Supreme Court Justice Sonya Sotomayor is facing renewed calls to step down in the face of an incoming Trump administration, in the hopes that President Biden might nominate another justice before the president-elect takes office on January 20th.
The Court is currently composed of a 6-3 conservative majority, whose politics is reflected in a series of extreme right-wing decisions. SCOTUS’s Dobbs v. Jackson Women’s Health decision in 2022 removed the right to an abortion at the federal level, overturning a 50-year precedent and leading to restrictive state-level laws on the issue, some of which have led directly to pregnant women dying due to lack of care. This past summer, the Court also severely limited the power of federal agencies in the Loper Bright Enterprises v. Raimondo case, overturning the longstanding “Chevron doctrine” which gave them broader latitude to craft policies that meet the standards set by Congress. Stanford Law School’s Deborah Sivas explained it thusly when the decision was handed down: “it is more than a bit scary to think that federal judges – many of whom are increasingly ideological and almost none of whom have specialized training beyond a JD – are now more empowered to strike down agency rules and actions they don’t like.”

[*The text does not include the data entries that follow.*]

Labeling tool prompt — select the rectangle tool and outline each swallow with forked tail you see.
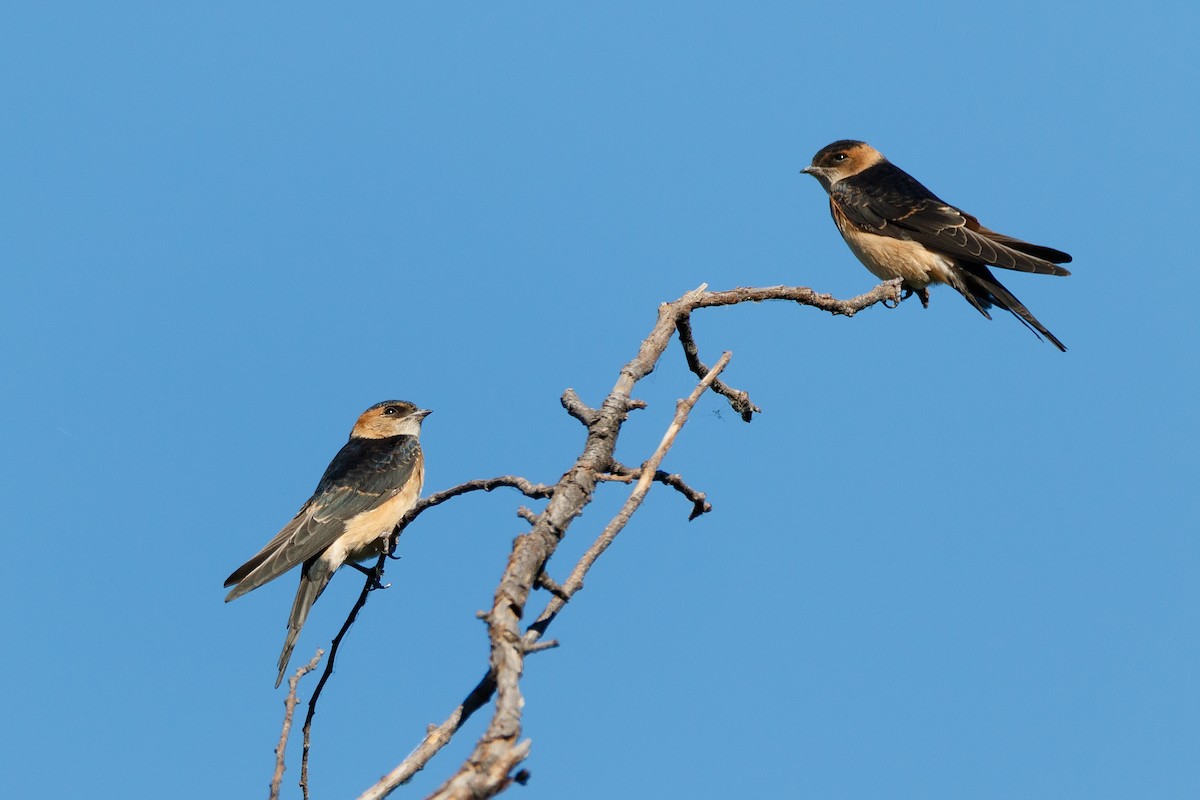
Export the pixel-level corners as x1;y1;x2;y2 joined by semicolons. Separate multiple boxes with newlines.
224;401;430;687
802;139;1070;351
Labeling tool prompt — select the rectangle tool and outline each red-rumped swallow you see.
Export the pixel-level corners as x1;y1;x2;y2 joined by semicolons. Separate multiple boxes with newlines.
800;139;1070;351
224;401;430;687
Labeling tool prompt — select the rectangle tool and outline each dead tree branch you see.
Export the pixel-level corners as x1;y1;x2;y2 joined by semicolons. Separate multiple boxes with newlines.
348;282;900;800
267;281;900;800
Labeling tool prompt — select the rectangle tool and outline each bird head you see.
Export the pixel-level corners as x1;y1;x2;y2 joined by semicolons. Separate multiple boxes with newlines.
350;401;432;439
800;139;886;192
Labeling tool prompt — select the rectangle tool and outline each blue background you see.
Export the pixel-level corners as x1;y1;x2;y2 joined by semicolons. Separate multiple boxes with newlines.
0;1;1200;799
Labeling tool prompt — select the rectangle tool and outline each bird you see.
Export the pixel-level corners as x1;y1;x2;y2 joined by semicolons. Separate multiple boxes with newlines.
800;139;1070;351
224;401;432;688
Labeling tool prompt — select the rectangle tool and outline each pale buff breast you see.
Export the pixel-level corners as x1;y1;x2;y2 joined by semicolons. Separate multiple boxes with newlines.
336;462;425;563
834;206;954;289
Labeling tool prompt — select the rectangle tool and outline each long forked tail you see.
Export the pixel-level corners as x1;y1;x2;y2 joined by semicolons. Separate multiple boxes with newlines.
275;557;337;688
953;263;1067;353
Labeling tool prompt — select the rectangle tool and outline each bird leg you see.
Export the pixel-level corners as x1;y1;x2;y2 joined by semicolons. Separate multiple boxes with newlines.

Many left-of-center pundits have called for Sotomayor to step down in recent days, arguing that Biden’s lame-duck session (the period between the November election and a new incoming president’s inauguration on January 20th) should be used to take advantage of the slim majority in the Senate to replace the ailing Sotomayor with someone who might last longer in the lifetime SCOTUS position. CNN legal analyst Bakari Sellers even suggested nominating Kamala Harris to her seat.
Such a move remains unlikely, however, with or without Harris. The Republican party lowered the threshold for approving nominations to the Court from 60 votes in the Senate to 51 during Trump’s first term, and Democrats do currently enjoy a 51-seat majority in that chamber of Congress. Still, Senator Joe Manchin, who is retiring from the Senate, probably will not vote with his party, having already said last spring that he would not vote for a replacement to Sotomayor’s seat without a Republican on board. Manchin has deep ties to the coal industry and has stymied any of his party’s efforts that threatened those interests in the past, having been a major factor in stopping Biden’s Build Back Better Act, which would have accelerated investments in green energy sources. A conservative Supreme Court is more favorable to the interests of fossil fuel companies.
President-elect Trump is already guaranteed a majority in the Senate, and if Sotomayor’s seat (or any of the other liberal justices’) is vacated during his second term, the Supreme Court could go to a 7-2 conservative majority, entrenching its already deeply conservative streak for decades to come.